INSIGHTS INTO PNEUMOCOCCAL PNEUMONIA USING LUNG ASPIRATES AND NASOPHARYNGEAL SWABS COLLECTED FROM PNEUMONIA PATIENTS IN THE GAMBIA (ID 668)
NASOPHARYNGEAL PNEUMOCOCCAL SEROTYPE DETECTION COMBINING LATEX AGGLUTINATION SWEEP SEROTYPING WITH QUELLUNG IN THE GAMBIA. (ID 714)
Abstract
Background
Detection of multiple pneumococcal serotypes in nasopharyngeal swabs (NPS) by latex agglutination, either by the WHO protocol or sweep serotyping may yield incomplete serum factor reactions. We investigated the impact of combining latex sweep serotyping with Quellung to improve the specificity of reactions while detecting multiple pneumococcal serotypes.
Methods
We randomly selected 103 STGG-NPS samples cultured and serotyped by latex agglutination of different morphological colonies (WHO protocol) in two cross-sectional carriage studies. We performed Quellung capsular serotyping on 1, 2 or 3 morphologically distinct pneumococcal colonies from the culture plates and then swept the same plates.
Results
Sweep serotyping was more likely to detect multiple serotypes (Table 1) than the WHO protocol (p=0.004). A common serotype was identified in 95/103 (92.2%) NPS samples by the WHO, latex sweep and Quellung. Quellung gave more conclusive antisera reactions (Table 2) than the WHO protocol (p=0.007). No significant difference in conclusiveness of antisera reaction between Quellung and latex sweep (p=0.119).
Conclusions
Combining sweep serotyping and Quellung is a cost-effective way of detecting multiple pneumococcal serotype co-colonization and resolving issues related to antisera reactivity in latex agglutination. Inconclusive Quellung results occurred because we detected more serotypes by latex sweep than were selected according to different morphological colonies.
INNOVATIVE DATA MANAGEMENT IN THE PNEUMOCOCCAL VACCINE SCHEDULES IN RURAL GAMBIA (ID 726)
Abstract
Background
Research data management for field studies in rural Africa poses unique challenges. Data management in the Pneumococcal Vaccine Schedules (PVS) trial in The Gambia uses the following innovative procedures to maintain data integrity and validity with large numbers of observations where there is no electricity or internet.
Methods
•Confirming residential status and identity of infants in the study area in a continuously updated live sampling frame of over 10,000 births per year.
•User prompts and decision rules for group allocation for over 10,000 births per year and correct vaccine administration according to village of residence for over 50,000 PCV doses per year.
•Weekly synchronisation of data to a central server (up to 400 trial enrolments, 2500 PCV doses and 800 clinical presentations per week monitoring residence of 300,000 population).
•Weekly update of a back-end relational database combining variables from five different applications.
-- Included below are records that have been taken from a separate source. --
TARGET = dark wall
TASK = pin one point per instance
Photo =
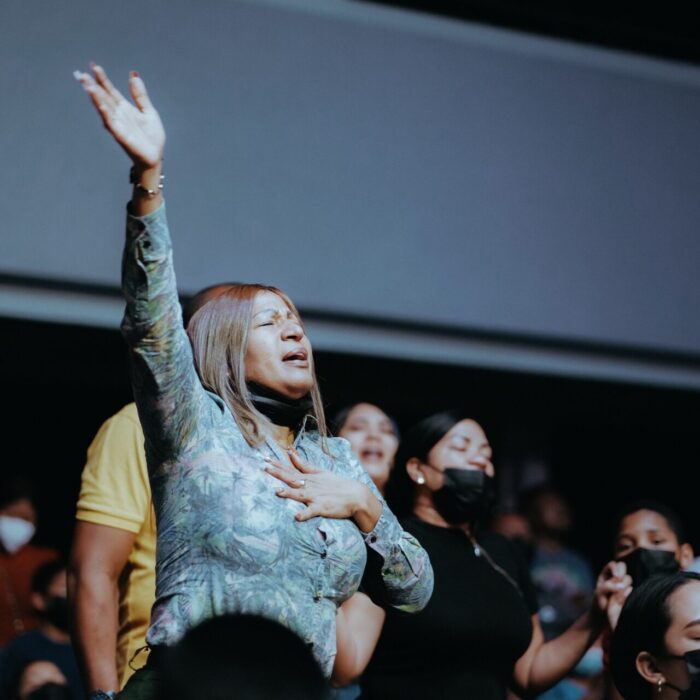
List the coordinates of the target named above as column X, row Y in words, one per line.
column 369, row 161
column 605, row 443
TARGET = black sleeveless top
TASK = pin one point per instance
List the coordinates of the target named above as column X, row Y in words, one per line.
column 466, row 641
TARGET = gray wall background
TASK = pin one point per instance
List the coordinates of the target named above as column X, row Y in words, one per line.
column 367, row 161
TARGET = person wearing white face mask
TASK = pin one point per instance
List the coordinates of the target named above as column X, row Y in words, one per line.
column 19, row 559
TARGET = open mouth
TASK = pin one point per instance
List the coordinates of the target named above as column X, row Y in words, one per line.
column 371, row 455
column 298, row 357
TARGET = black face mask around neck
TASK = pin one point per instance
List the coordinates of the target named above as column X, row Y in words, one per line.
column 280, row 409
column 692, row 660
column 466, row 496
column 642, row 563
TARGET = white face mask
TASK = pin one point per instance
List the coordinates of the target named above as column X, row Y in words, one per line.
column 15, row 533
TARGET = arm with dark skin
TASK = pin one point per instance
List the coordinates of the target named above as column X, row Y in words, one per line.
column 358, row 626
column 98, row 557
column 546, row 663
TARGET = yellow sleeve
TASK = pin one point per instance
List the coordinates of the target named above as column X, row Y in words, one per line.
column 114, row 489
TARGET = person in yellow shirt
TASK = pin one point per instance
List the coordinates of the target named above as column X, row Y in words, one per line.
column 112, row 572
column 112, row 566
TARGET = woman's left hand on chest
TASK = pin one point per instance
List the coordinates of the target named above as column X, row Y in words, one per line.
column 324, row 493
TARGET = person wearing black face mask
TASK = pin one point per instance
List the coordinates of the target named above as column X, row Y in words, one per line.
column 480, row 632
column 650, row 539
column 655, row 652
column 50, row 640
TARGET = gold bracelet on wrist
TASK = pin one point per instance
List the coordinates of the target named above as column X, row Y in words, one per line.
column 149, row 194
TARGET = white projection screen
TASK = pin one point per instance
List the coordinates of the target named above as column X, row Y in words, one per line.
column 370, row 161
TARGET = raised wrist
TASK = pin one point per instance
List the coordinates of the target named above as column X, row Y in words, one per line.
column 103, row 694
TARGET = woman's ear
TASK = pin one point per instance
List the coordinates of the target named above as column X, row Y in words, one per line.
column 413, row 467
column 686, row 555
column 648, row 669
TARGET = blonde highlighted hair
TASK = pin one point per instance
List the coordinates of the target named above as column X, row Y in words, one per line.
column 218, row 331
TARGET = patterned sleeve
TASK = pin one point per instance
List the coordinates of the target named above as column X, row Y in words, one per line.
column 167, row 389
column 404, row 566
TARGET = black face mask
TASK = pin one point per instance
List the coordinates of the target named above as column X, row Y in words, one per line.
column 467, row 495
column 279, row 409
column 692, row 660
column 56, row 612
column 51, row 691
column 642, row 563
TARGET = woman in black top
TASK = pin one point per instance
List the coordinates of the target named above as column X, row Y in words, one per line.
column 480, row 632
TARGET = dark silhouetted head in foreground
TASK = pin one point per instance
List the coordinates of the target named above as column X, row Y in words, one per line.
column 244, row 657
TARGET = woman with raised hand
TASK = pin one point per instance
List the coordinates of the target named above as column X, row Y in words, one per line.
column 480, row 632
column 257, row 512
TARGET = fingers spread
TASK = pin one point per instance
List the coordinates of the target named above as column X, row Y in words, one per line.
column 285, row 476
column 294, row 494
column 301, row 464
column 104, row 81
column 138, row 92
column 307, row 513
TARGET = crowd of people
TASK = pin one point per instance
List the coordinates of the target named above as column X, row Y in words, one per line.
column 232, row 543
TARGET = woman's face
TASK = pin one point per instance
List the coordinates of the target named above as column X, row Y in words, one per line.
column 373, row 439
column 647, row 529
column 278, row 355
column 683, row 635
column 464, row 446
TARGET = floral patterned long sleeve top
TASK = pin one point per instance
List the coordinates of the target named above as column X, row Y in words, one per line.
column 226, row 542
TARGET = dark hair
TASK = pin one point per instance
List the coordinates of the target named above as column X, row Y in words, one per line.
column 666, row 512
column 51, row 691
column 417, row 442
column 44, row 574
column 242, row 656
column 338, row 421
column 644, row 620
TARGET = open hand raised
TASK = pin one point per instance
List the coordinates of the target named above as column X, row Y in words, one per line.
column 136, row 126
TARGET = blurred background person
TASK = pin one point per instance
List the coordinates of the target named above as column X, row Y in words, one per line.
column 41, row 680
column 650, row 539
column 19, row 557
column 373, row 436
column 480, row 632
column 50, row 640
column 112, row 565
column 515, row 527
column 564, row 582
column 244, row 657
column 562, row 577
column 655, row 650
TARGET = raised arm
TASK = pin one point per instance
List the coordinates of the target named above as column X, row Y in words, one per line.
column 166, row 386
column 136, row 127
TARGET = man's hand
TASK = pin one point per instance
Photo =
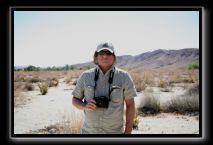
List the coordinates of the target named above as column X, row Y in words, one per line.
column 90, row 106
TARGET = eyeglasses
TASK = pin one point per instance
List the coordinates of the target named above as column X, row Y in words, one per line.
column 108, row 53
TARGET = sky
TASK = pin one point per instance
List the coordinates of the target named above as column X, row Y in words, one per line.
column 57, row 38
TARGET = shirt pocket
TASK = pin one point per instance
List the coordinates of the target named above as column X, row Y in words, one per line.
column 89, row 92
column 117, row 95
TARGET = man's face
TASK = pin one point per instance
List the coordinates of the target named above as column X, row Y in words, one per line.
column 105, row 58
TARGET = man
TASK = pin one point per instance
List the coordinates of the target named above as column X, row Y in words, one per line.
column 101, row 93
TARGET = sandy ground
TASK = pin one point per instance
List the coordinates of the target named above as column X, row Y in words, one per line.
column 45, row 110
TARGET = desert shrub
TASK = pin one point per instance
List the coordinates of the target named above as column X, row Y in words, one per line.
column 193, row 66
column 29, row 87
column 188, row 80
column 43, row 88
column 162, row 84
column 136, row 120
column 151, row 105
column 20, row 99
column 53, row 82
column 68, row 80
column 188, row 102
column 34, row 80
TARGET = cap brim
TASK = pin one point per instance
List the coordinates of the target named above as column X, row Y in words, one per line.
column 105, row 48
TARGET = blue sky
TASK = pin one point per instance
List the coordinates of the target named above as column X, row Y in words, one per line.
column 47, row 38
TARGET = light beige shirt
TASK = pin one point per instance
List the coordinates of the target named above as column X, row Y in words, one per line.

•Linkage of demographic identity details to patients presenting to health facilities using family geneology and photographs.
•Remote data viewing for off-site external trial monitoring, query and resolution audit trail, as well as trial staff real-time viewing of data.
Results
Interactive experience of the data systems will be available at the conference.
Conclusions
Those systems are working properly for PVS data collection.